Complementing the behavioral results obtained by Whitney et al. (2016) with in vivo electrophysiological recordings would help to address open questions. First, it would be interesting to test whether circuit level alterations take place following 5-HT depletion, which may account for the observed phenotype. Neurophysiological changes within the nucleus accumbens have been shown in Clock-Δ19 mice (Dzirasa et al., 2010), which may account for their hyperactive phenotype. The same group reported abnormal functional interactions in the mPFC-amygdala circuit in a mouse model of 5-HT deficiency with depressive-like behavior (Dzirasa et al., 2013). Analogously, it would be interesting to test whether 5-HT depletion is accompanied by modifications in specific neural circuits. In addition, given that mechanisms of sleep disturbances accompanying neuropsychiatric disorders related to 5-HT hypofunction are largely unknown, chronic in vivo recordings during sleep will be useful to test whether sleep-related neural oscillations or sleep architecture are modified in 5-HT-depleted mice, as has been described for other models of 5-HT dysfunction (Wisor et al., 2003).

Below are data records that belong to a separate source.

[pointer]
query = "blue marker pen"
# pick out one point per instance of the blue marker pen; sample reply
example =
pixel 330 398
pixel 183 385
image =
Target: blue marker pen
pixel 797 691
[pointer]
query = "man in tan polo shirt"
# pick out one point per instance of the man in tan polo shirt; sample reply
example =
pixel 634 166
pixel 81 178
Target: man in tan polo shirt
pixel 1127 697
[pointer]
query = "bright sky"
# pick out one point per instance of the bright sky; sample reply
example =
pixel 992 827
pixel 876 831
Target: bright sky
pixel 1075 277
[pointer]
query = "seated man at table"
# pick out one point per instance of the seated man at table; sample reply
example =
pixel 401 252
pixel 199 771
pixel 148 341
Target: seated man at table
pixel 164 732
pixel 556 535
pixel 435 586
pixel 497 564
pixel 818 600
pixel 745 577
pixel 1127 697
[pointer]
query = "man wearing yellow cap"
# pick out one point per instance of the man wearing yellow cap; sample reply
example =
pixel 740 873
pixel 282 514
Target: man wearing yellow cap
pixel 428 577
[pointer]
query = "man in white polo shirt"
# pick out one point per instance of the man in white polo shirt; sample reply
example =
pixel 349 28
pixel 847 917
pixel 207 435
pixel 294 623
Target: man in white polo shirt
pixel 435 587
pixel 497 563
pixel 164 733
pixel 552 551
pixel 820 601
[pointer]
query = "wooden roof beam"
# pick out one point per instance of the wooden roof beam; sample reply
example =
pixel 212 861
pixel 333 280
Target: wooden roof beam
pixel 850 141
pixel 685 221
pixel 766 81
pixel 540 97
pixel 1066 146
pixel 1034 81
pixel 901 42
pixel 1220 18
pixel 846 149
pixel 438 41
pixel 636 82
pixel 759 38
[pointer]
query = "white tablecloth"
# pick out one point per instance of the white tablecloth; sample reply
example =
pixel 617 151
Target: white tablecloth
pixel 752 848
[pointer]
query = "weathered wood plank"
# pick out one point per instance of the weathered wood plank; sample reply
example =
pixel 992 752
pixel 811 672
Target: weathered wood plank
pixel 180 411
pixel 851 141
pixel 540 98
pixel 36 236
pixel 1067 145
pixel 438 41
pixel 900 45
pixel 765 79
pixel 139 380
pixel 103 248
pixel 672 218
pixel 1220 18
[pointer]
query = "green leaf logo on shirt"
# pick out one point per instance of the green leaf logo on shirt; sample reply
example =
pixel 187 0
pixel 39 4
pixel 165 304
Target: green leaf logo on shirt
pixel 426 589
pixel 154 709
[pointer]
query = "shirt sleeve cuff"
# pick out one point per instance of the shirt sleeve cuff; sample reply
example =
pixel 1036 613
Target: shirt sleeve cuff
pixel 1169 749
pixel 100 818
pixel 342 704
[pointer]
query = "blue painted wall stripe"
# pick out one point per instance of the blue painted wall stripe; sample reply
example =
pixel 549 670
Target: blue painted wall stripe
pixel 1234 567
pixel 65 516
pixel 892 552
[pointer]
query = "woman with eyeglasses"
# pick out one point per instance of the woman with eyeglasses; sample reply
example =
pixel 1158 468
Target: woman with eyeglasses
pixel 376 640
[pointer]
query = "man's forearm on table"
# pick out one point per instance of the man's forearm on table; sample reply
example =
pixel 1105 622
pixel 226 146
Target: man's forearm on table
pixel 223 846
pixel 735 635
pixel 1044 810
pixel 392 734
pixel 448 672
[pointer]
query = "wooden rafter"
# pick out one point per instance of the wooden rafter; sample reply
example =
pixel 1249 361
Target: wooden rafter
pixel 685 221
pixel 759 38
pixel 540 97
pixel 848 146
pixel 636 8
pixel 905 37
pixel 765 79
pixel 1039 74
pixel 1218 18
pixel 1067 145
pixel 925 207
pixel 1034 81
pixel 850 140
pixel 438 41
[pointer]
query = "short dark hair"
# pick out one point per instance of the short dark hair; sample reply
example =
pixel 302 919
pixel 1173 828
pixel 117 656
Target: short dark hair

Subsequent studies using the approach described by Whitney et al. (2016) in other behaviors will surely reveal valuable data regarding the role of 5-HT in the adult brain. For example, cognitive inflexibility (Clarke et al., 2004) was observed after pharmacological 5-HT depletion, whereas improved reversal learning was observed in SERT knock-out mice (Brigman et al., 2010), suggesting a modulatory role of 5-HT on cognitive performance. On the other hand, mechanisms of psychiatric disorders involving 5-HT deficiency would be better investigated by partial, rather than severe, 5-HT depletion. For example, mice with a less efficient Tph2 knockin show reductions in extracellular 5-HT levels ∼60%-80%; they exhibit increased latency to cross to lit area in the light-dark box test and increased marble burying, both indicative of anxiety-like behavior (Jacobsen et al., 2012). Therefore, reduced but preserved 5-HT signaling following adult brain 5-HT partial depletion would avoid the effects of 5-HT absence during development while keeping within the pathophysiological frame of depression and anxiety-related disorders.